Je ne sais pas vous, mais il y a certains aspects des réseaux sociaux dont je me passerais bien. Sans aucune hésitation, je place mes contacts « oversharers » sur le podium des inconvénients.
Pringles s’est emparé du phénomène pour le mettre au coeur de sa dernière campagne virale : Help the Oversharers.
Littéralement, on traduira « oversharers » comme ceux qui partagent beaucoup d’informations, énormément d’informations … qui ont peu (aucun ?) d’intérêt pour leurs abonnés, amis, …

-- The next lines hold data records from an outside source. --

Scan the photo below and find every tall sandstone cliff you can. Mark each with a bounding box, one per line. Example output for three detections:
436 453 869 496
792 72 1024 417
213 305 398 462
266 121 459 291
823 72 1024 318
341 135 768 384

Sociologiquement, ces « oversharers » sont adeptes de publications Facebook à vocation philosophique comme « Miam, j’ai mangé des sushis à midi » ou « trop bon weekend avec mon chéri, on est parti à la mer, il ne faisait pas beau, dommage !!! C’est déjà lundi, vivement le weekend, on retournera à la mer !!!».
Mieux encore (façon de parler), sur Twitter, les oversharers considèrent la time line de leurs followers comme un fabuleux moyen d’expression personnel… et permanent. Ainsi, en 30 minutes, vous voilà submergé par les tweets chroniques à dimension « GPS / humeur » : « #FAIL : réveil de mauvaise humeur », « OMG il pleut », « I’m @ arrêt de bus Jean-Jaurès Toulouse », «Journée de boulot qui commence ». .. Ainsi de suite sur les autres réseaux sociaux.
Soucieux du respect de la tranquillité 2.0, Pringles vient de lancer une opération digitale à vocation humanitaire (ou presque) : « Help the oversharers ». Originale, virale, fun et 100% social media !
L’opération de Pringles se fonde sur les 2 gros réseaux sociaux grand public (Facebook et Twitter) et aspire à démontrer aux Oversharers que leur comportement laisse à désirer. Allant même jusqu’à considérer l’oversharing comme une pathologie addictive qu’il faut soigner !
Pour arriver à cette fin, Pringles donne la possibilité aux internautes de mettre en avant leurs contacts oversharers via la publication de leurs tweets ou de leurs statuts facebooks sur le site de la marque.
Oversharers sur Twitter :
Pringles propose de retweeter les mises à jour les plus inutiles sur son compte spécialement créé pour l’occasion : @helpoversharers. Les « heureux » lauréats verront donc leurs « déclarations » publiées sur le site de l’opération via une time line rassemblant ces tweets d’une autre dimension (reste à savoir la fréquence de mise à jour de cette time line).

Oversharers sur Facebook :
Pringles apporte une grande dimension virale à son opération. Les différents facebookiens partisans d’un bouton « J’aime pas » ou « i don’t care » vont être servis avec l’innovation de Pringles.En effet, en installant l’application de Pringles (sur Mozilla et Chrome), il est désormais possible de signaler les updates facebook jugés inutiles via un bouton « Overshare » situé à côté du classique « j’aime ». Outre le plaisir de pouvoir partager son exaspération face à un statut inutile, cette application publie automatiquement un commentaire invitant l’oversharer à se rendre sur le site de Pringles. Un concept ingénieux à forte dimension virale.

Il est également possible de réaliser une vidéo avec les publications de vos contacts.
Ce qu’on en pense …
En somme, une campagne originale qui surfe sur la tendance des réseaux sociaux et plus particulièrement ses excès. La dimension « délation » est à prendre au 2nd degré pour profiter du côté fun de ce dispositif.
Il sera intéressant de constater la viabilité de cette opé (maj des tweets, intégration de la fonction « Overshare » dans l’utilisation courante… ou oubli rapide de l’opération.).
L’ensemble de ce procédé nous amène à la conclusion « Pringles, l’une des seules choses qui mérite d’être partagé ». C’est léger mais c’est drôlement bien amené !
Dernière info et non des moindres, cette opération digitale a été orchestrée par l’agence Wunderman.